CASSIUS.—Mon bon frère, écoutez-moi.
BRUTUS.—Permettez ; il faut de plus faire attention à ceci. Nous savons à présent le compte de nos amis jusqu'au dernier. Nos légions sont complètes ; notre cause est mûre ; de jour en jour l'ennemi s'élève ; tandis que nous, arrivés à notre plus haut période, nous sommes près de décliner. Les affaires humaines ont leurs marées, qui, saisies au moment du flux, conduisent à la fortune ; l'occasion manquée, tout le voyage de la vie se poursuit au milieu des bas-fonds et des misères. En ce moment, la mer est pleine et nous sommes à flot : il faut prendre le courant tandis qu'il nous est favorable, ou perdre toutes nos chances.
CASSIUS.—Eh bien ! vous le voulez, marchez. Nous vous accompagnerons et nous irons les trouver à Philippes.
BRUTUS.—Les heures les plus profondes de la nuit sont insensiblement arrivées sur notre entretien, et la nature doit obéir à la nécessité à laquelle nous ne concéderons qu'un peu de repos.
Il ne nous reste rien de plus à dire ?

CASSIUS.—Rien de plus.

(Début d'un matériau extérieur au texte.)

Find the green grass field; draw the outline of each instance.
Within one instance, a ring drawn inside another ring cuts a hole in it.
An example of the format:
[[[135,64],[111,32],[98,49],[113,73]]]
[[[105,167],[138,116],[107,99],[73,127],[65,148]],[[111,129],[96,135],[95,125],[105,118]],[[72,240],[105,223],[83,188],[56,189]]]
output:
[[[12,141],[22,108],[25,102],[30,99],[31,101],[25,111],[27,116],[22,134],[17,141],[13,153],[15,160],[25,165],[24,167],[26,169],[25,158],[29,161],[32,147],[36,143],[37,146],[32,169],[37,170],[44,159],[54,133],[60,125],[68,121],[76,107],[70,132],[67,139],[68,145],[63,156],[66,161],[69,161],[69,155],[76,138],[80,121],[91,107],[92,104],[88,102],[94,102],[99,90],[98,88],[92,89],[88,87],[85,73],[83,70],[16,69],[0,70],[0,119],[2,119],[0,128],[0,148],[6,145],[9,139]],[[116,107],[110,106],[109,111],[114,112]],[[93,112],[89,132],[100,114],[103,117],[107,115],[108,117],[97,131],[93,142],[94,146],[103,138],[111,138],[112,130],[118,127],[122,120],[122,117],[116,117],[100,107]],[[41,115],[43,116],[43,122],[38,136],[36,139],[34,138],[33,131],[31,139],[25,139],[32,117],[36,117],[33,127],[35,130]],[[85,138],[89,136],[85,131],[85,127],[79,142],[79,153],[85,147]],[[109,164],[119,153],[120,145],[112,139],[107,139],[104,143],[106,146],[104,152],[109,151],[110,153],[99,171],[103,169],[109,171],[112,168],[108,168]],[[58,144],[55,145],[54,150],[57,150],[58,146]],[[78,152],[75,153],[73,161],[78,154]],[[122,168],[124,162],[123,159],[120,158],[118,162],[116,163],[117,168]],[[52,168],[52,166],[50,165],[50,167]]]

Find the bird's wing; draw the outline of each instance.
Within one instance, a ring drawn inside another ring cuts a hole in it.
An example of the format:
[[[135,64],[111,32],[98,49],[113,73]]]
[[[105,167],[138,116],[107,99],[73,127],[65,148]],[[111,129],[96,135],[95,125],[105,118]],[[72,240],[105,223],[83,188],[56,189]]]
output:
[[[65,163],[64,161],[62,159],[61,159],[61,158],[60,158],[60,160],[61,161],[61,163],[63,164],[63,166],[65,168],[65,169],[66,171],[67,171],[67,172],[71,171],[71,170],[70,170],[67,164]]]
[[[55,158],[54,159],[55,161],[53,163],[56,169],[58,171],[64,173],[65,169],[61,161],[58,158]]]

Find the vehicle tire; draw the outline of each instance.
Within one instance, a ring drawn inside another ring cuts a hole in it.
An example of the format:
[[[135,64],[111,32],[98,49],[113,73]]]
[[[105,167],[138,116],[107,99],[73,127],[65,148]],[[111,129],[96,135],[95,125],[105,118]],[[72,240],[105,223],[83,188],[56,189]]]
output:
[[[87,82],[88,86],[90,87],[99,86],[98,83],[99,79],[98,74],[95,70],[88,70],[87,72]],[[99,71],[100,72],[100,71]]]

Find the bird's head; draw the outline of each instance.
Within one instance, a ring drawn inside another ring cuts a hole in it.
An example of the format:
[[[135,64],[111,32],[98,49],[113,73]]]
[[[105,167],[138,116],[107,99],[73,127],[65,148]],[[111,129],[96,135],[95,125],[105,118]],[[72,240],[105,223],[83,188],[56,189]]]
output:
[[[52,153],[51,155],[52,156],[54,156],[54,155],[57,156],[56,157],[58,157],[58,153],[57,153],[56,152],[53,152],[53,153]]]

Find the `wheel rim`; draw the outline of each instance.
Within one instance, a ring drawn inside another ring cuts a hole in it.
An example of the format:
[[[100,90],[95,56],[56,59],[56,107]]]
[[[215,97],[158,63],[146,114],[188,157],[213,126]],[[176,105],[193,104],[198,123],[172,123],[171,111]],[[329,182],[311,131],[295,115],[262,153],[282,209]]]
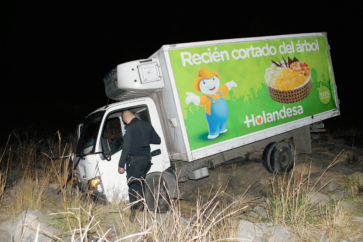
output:
[[[291,164],[293,160],[292,153],[290,150],[285,150],[282,153],[280,160],[281,168],[286,169]]]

Bonne nuit. Demain de grand matin nous serons prêts et en marche.
(Entre Lucius.)
BRUTUS.—Lucius, ma robe.—Adieu, digne Messala.—Bonne nuit, Titinius.—Noble, noble Cassius, bonne nuit et bon repos.
CASSIUS.—O mon cher frère, elle a bien mal commencé, cette nuit.—Que jamais semblable discorde ne se mette entre nos âmes ! Ne le permets pas, Brutus.
BRUTUS.—Tout est bien.
CASSIUS.—Bonne nuit, mon maître.
BRUTUS.—Bonne nuit, mon bon frère.
TITINIUS ET MESSALA.—Bonne nuit, Brutus, notre maître à tous.

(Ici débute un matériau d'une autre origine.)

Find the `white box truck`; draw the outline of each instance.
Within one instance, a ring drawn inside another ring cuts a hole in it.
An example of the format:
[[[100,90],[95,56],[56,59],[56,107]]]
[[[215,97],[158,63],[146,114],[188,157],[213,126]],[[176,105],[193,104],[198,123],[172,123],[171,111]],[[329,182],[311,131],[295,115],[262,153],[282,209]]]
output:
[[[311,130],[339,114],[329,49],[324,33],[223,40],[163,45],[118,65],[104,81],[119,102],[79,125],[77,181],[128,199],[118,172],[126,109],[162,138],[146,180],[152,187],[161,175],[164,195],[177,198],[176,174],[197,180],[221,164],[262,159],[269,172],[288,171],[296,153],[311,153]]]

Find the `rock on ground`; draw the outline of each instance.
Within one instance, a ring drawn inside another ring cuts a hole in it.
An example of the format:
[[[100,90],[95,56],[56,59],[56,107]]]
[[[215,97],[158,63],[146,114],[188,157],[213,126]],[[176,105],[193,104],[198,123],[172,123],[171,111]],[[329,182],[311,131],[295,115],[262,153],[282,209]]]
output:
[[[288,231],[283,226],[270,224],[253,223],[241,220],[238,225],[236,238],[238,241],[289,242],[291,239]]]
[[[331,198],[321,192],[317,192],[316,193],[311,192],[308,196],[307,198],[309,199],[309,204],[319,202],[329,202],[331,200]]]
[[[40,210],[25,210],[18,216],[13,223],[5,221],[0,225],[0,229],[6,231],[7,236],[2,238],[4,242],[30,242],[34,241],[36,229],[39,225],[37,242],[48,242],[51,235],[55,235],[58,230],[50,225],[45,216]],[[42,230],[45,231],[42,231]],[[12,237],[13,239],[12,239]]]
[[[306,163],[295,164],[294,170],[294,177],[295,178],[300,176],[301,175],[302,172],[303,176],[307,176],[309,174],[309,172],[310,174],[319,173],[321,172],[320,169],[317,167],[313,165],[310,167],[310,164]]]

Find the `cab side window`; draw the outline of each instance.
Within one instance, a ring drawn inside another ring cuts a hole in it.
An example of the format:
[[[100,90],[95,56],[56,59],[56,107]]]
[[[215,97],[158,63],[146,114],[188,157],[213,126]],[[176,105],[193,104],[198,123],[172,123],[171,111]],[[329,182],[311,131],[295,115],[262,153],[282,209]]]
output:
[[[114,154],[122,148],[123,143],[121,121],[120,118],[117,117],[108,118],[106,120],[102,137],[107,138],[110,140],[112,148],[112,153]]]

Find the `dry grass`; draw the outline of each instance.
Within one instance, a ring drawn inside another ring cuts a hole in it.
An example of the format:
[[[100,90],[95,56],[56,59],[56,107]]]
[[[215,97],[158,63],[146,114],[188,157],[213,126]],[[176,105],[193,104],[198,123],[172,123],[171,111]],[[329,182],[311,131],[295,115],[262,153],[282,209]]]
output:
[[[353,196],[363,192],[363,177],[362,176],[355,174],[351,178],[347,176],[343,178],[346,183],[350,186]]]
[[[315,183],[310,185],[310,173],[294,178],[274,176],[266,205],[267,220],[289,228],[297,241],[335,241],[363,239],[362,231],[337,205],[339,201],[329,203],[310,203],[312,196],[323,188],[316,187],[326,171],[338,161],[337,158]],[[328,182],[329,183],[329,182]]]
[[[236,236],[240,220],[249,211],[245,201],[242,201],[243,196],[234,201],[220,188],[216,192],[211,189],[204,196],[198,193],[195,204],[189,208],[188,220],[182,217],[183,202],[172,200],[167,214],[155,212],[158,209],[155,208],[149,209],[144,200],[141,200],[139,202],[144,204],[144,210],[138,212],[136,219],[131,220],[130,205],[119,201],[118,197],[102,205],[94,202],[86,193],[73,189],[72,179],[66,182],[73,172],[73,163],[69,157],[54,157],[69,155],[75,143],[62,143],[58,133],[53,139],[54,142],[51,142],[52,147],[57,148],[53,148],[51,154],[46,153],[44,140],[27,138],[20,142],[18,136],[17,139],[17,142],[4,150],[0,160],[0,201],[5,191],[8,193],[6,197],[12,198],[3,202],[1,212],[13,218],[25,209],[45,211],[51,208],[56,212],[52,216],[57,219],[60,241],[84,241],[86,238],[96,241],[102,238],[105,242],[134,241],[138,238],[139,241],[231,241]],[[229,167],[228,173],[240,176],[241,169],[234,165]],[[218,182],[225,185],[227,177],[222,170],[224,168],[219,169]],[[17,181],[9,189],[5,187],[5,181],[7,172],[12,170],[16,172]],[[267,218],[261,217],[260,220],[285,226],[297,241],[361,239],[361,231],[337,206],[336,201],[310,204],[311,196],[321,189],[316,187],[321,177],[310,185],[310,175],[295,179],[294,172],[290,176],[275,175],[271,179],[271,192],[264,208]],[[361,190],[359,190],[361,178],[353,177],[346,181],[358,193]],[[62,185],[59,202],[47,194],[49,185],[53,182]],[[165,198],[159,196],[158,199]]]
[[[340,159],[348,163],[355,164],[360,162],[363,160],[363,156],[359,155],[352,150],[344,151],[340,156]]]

BRUTUS.—Adieu, tous. (Cassius, Titinius et Messala se retirent.—Rentre Lucius, avec la robe de Brutus.)—Donne-moi cette robe. Où est ton instrument ?

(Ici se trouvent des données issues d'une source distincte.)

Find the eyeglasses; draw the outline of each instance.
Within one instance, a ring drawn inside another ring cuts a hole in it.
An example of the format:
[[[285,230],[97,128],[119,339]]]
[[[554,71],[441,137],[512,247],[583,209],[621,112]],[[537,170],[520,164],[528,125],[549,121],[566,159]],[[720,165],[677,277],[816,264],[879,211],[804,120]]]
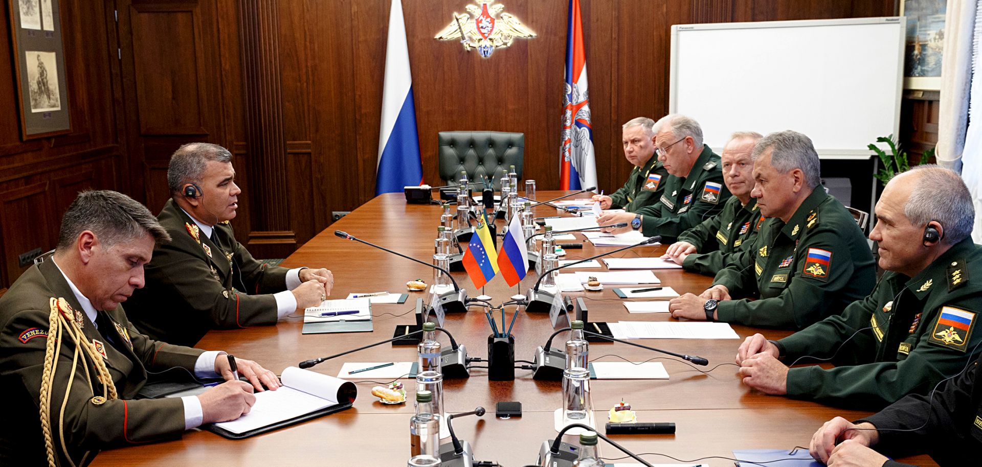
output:
[[[670,147],[675,146],[676,144],[679,144],[682,139],[685,139],[686,137],[688,137],[688,136],[682,136],[682,139],[680,139],[680,140],[678,140],[678,141],[676,141],[676,142],[674,142],[672,144],[669,144],[668,146],[665,146],[664,148],[656,146],[655,147],[655,152],[657,152],[659,156],[664,156],[666,154],[666,152],[669,150]]]

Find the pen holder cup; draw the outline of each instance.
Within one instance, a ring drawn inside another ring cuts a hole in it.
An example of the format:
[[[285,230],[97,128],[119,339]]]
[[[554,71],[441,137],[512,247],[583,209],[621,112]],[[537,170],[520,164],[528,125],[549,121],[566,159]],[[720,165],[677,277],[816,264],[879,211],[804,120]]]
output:
[[[515,336],[488,336],[488,380],[515,380]]]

LUCIUS.—Ici dans la tente.
BRUTUS.—Tu réponds d'une voix assoupie. Pauvre garçon, je ne t'en fais point un reproche, tu es harassé de veilles. Appelle Claudius et quelques autres de mes gens : je veux qu'ils restent là ; ils dormiront sur des coussins dans ma tente.
LUCIUS.—Varron ! Claudius !
(Entrent Varron et Claudius.)
VARRON.—Appelez-vous, mon seigneur ?
BRUTUS.—Je vous prie, mes amis, couchez et dormez dans ma tente : il est possible que je vous éveille bientôt pour porter quelque message à mon frère Cassius.
VARRON.—Permettez-nous de rester debout, seigneur, et de veiller en attendant vos ordres.

BRUTUS.—Non, je ne veux pas que vous veilliez ; couchez-vous, mes amis.